Any update on this issue? I have a similar issue, though when trying to run fairseq.checkpoint_utils.load_model_ensemble_and_task on a wav2vec model that I fine tuned myself with fairseq-hydra-train. My issue looks like this:

omegaconf.errors.ConfigKeyError: Key 'eval_wer' not in 'AudioPretrainingConfig'
        full_key: eval_wer
        reference_type=Optional[AudioPretrainingConfig]
        object_type=AudioPretrainingConfig

@kaleko I've solved this issue manually by dropping some keys in the state_dict. See : https://github.com/facebookresearch/fairseq/issues/4585

kaleko commented 2 years ago

@xjtupanda Awesome your code solves the eval_wer key issue for me. However, now I encounter a new one which I haven't been able to solve by dropping keys. Have you encountered this before?

omegaconf.errors.ConfigKeyError: Key 'target_dict' not in 'AudioPretrainingConfig'
        full_key: target_dict
        reference_type=Optional[AudioPretrainingConfig]
        object_type=AudioPretrainingConfig
xjtupanda commented 2 years ago

@kaleko Basically this is because there are some keys missing in the AudioPretrainingConfig and leads to inconsistency. I guess by dropping those keys may solve your problem, but I don't find the key 'target_dict' in my Config. But you can reference this for how to locate those keys and drop them. Make sure you have installed omegaconf package. pip install omegaconf

  1. Load the checkpoint file and convert the Omegaconf into a ordinary dict for ease of iteration.
    from omegaconf import DictConfig, OmegaConf, open_dict
    cp_path = './ckpt/xlsr_53_56k.pt'
    cp = torch.load(cp_path)
    cfg = DictConfig(cp['cfg'])
  2. Convert the DictConfig into a ordinary dict object and iterate that to find the wrong key.
    dd = OmegaConf.to_container(cfg, resolve=True)
    for k,v in dd.items():
    if not isinstance(v, dict):
        continue
    for key, _ in v.items():
        if key == 'eval_wer':
            print(k)
            break

    The result shows it's in the sub-dict 'task'.

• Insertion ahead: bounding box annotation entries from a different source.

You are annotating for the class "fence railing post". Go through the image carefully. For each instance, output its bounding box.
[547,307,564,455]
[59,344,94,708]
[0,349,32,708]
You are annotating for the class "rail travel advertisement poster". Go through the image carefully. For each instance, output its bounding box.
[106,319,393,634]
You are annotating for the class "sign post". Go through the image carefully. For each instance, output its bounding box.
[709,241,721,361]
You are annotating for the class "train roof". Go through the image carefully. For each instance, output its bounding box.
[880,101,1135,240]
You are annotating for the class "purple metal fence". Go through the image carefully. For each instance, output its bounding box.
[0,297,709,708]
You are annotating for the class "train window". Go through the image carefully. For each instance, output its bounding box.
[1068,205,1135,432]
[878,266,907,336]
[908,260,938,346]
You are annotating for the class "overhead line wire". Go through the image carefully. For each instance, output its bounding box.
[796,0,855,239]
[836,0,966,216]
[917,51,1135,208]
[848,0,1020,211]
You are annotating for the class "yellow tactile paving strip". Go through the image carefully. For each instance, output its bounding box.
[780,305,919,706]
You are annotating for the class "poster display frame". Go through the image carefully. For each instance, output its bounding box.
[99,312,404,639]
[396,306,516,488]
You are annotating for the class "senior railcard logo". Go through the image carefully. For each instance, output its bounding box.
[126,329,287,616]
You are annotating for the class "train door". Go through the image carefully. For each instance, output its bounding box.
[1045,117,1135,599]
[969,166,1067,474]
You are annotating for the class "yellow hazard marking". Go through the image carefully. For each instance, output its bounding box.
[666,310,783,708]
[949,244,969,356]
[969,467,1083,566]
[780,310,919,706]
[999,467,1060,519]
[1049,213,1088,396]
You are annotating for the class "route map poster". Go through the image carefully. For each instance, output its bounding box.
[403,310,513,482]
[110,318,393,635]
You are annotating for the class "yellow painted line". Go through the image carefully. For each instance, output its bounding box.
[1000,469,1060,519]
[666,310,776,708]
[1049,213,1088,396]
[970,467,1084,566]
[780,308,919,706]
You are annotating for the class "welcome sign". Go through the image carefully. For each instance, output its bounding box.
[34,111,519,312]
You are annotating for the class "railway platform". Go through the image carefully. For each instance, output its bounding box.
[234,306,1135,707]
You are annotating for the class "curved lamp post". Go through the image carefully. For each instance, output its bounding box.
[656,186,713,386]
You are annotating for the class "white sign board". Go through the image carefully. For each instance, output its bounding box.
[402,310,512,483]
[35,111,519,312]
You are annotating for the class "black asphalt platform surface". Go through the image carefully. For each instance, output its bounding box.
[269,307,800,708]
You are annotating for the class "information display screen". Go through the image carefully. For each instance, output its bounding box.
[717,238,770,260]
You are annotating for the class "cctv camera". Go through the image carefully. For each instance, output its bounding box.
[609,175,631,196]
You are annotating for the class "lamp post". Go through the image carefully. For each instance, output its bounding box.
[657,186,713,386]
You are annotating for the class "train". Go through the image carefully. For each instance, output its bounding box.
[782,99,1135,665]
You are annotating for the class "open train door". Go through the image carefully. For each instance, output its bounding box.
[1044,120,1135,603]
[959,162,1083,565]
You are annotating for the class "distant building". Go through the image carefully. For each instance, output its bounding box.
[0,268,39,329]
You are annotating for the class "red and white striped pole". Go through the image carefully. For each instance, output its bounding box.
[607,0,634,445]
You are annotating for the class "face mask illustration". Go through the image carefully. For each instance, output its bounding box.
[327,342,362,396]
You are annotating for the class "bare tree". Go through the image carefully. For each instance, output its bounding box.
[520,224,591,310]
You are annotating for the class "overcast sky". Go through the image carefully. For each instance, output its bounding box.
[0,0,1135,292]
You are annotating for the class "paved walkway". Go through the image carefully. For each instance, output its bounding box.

  3. Drop the keys and save the new checkpoint.
    with open_dict(cfg):
    cfg.task.pop('eval_wer')
    cp['cfg'] = cfg
    torch.save(cp, './ckpt/xlsr_53_56k_new.pt')
KiriKoppelgaard commented 2 years ago

@xjtupanda Great code! This also solves the issue for me. Did you manage to figure out whether dropping keys will have any negative impact on model performance?

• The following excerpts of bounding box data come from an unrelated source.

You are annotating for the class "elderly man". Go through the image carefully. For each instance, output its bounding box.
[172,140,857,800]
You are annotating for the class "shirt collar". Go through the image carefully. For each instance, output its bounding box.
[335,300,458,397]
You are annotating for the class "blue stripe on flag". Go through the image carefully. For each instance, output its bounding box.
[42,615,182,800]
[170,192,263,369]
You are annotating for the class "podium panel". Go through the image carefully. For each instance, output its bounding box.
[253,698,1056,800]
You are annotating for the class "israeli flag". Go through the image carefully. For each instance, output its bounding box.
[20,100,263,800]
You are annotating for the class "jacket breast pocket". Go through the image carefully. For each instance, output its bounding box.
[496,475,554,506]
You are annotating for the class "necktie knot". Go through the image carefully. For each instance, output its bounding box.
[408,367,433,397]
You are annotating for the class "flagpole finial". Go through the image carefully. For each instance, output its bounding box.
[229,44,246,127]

xjtupanda commented 2 years ago

@KiriKoppelgaard I suppose not since I was just trying to extract features using pretrained models. But to work around this, in the end I used transformers package and loaded the pretrained model from faecbook's Hugging Face pages, and it worked just fine without any error or warning.